Sign of the times: Lights out in Highland Park, MI
Cash strapped towns and cities are scrambling to find ways to save and keep services going. For Highland Park Michigan, the solution is both dangerous and sad:
As the sun dips below the rooftops each evening, parts of this Detroit enclave turn to pitch black, the only illumination coming from a few streetlights at the end of the block or from glowing yellow yard globes.
It wasn't always this way. But when the debt-ridden community could no longer afford its monthly electric bill, elected officials not only turned off 1,000 streetlights. They had them ripped out - bulbs, poles and all. Now nightfall cloaks most neighborhoods in inky darkness.
"How can you darken any city?" asked Victoria Dowdell, standing in the halo of a light in her front yard. "I think that was a disgrace. She said the decision endangers everyone, especially people who have to walk around at night or catch the bus.
Highland Park's decision is one of the nation's most extreme austerity measures, even among the scores of communities that can no longer afford to provide basic services.

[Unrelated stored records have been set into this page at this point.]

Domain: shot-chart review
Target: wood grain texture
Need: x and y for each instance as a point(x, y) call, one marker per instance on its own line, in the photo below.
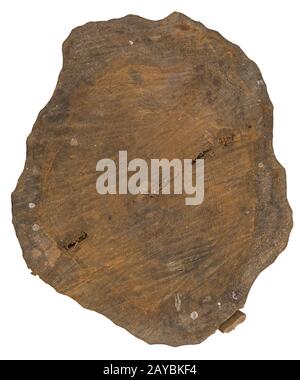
point(166, 272)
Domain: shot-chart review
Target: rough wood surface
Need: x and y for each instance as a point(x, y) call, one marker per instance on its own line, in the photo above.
point(166, 272)
point(236, 319)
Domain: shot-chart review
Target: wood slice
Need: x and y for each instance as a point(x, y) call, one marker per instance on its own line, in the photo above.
point(166, 272)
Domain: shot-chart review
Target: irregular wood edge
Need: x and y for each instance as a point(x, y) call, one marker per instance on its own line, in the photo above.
point(173, 17)
point(234, 321)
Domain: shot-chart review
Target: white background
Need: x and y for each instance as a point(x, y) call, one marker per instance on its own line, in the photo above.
point(38, 323)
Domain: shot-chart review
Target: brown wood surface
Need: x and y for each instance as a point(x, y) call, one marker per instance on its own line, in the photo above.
point(166, 272)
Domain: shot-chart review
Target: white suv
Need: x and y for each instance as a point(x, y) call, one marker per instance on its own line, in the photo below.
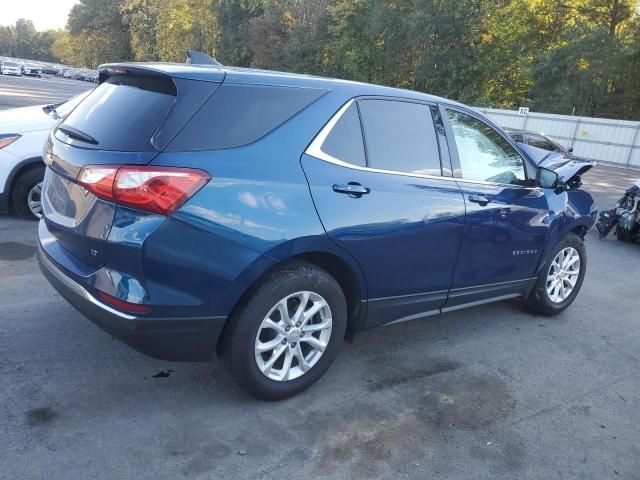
point(11, 68)
point(23, 133)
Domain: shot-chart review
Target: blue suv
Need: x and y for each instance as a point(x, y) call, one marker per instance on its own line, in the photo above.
point(194, 210)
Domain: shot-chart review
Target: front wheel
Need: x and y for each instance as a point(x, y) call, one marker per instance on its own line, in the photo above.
point(283, 339)
point(560, 279)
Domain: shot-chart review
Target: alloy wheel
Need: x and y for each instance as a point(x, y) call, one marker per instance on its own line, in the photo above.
point(293, 336)
point(563, 274)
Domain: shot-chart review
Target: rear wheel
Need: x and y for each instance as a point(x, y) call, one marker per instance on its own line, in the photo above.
point(560, 279)
point(283, 339)
point(26, 194)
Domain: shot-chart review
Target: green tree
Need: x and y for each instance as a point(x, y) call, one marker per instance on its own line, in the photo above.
point(98, 23)
point(141, 17)
point(185, 25)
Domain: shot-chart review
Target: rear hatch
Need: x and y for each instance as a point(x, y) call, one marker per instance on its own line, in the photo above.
point(127, 120)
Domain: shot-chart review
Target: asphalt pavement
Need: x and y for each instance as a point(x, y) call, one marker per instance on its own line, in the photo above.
point(495, 392)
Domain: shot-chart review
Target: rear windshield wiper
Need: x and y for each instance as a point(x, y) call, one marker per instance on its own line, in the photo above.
point(77, 134)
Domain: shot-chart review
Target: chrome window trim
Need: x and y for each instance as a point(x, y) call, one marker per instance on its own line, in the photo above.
point(315, 150)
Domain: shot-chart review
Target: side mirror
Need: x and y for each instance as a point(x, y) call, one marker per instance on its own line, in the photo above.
point(549, 179)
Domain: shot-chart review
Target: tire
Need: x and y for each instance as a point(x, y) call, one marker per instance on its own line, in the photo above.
point(238, 348)
point(540, 300)
point(20, 193)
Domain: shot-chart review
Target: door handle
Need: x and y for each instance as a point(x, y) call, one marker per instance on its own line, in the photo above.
point(353, 189)
point(479, 198)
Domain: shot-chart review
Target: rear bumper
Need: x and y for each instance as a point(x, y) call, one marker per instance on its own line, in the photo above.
point(176, 339)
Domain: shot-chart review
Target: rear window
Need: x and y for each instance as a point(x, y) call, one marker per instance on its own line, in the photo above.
point(123, 113)
point(239, 114)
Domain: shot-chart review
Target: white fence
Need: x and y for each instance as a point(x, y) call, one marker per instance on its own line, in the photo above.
point(615, 141)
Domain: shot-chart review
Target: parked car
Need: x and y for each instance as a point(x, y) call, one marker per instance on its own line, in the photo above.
point(10, 68)
point(31, 70)
point(538, 140)
point(23, 133)
point(264, 216)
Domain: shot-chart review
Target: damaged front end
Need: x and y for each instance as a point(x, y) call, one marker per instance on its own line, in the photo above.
point(569, 170)
point(625, 217)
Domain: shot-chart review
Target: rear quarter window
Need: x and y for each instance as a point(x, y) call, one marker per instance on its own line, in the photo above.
point(239, 114)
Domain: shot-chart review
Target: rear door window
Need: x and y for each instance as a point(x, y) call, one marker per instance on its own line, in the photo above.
point(122, 113)
point(484, 154)
point(400, 136)
point(239, 114)
point(540, 142)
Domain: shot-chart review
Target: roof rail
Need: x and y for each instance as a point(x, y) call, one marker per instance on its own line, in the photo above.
point(200, 58)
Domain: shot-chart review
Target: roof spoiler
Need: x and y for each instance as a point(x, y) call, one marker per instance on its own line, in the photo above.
point(200, 58)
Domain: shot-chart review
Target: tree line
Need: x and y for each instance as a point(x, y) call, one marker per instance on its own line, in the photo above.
point(557, 56)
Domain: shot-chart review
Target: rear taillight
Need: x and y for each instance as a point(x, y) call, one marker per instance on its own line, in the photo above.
point(121, 304)
point(153, 189)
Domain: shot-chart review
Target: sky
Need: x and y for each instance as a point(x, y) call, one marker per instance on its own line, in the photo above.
point(45, 14)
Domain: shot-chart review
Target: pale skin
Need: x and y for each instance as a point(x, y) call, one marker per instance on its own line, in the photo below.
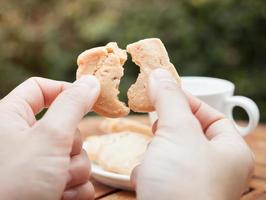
point(196, 151)
point(43, 159)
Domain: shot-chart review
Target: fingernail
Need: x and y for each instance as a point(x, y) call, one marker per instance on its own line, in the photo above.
point(70, 195)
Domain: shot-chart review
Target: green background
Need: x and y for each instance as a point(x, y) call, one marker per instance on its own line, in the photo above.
point(224, 39)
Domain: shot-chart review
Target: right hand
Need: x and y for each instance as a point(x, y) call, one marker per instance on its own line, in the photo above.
point(196, 153)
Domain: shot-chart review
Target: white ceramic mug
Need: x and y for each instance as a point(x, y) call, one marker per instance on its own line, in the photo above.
point(218, 93)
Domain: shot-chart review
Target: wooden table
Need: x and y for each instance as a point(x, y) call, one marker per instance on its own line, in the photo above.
point(256, 140)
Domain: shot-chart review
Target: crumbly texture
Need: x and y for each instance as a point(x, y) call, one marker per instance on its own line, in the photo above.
point(122, 124)
point(118, 152)
point(106, 63)
point(148, 54)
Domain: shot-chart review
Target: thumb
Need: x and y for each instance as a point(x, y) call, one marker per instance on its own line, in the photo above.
point(171, 104)
point(70, 106)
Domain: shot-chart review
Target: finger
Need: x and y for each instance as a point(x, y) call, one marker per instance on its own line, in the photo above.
point(79, 170)
point(133, 177)
point(206, 114)
point(212, 121)
point(77, 144)
point(154, 126)
point(30, 97)
point(70, 106)
point(171, 104)
point(82, 192)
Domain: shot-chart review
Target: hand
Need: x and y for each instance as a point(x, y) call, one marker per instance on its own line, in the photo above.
point(42, 159)
point(196, 152)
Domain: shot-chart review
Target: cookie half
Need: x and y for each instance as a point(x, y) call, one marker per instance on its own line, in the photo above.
point(106, 63)
point(148, 54)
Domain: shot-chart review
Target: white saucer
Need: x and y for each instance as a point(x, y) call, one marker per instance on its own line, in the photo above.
point(111, 179)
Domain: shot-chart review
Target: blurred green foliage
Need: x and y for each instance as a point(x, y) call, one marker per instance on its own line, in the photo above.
point(225, 39)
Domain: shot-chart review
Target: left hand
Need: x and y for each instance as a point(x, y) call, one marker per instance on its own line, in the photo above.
point(44, 159)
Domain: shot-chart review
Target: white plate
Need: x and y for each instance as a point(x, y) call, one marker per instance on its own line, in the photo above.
point(112, 179)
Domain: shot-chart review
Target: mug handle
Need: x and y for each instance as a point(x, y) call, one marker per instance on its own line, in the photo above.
point(249, 106)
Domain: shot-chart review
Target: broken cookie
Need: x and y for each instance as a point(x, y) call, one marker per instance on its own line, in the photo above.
point(106, 63)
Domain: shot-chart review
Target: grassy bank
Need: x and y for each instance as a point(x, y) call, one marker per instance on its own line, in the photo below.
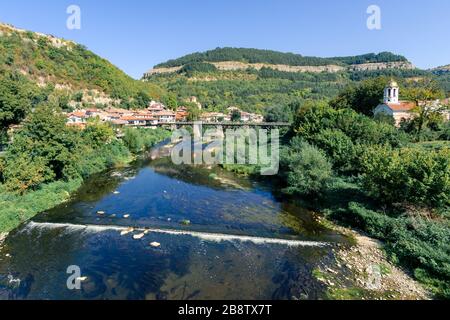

Other towns have postponed roadwork, cut back on trash collection and closed libraries, for example. But to people left in the dark night after night, removing streetlights seems more drastic. And unlike many other cutbacks that can easily be reversed, this one appears to be permanent.
The city is $58 million in debt and has many more people than jobs, plus dozens of burned-out or vacant houses and buildings. With fewer than 12,000 residents, its population has dwindled to half the level from 20 years ago.
We are liable to see more of this - and worse - as the recession continues.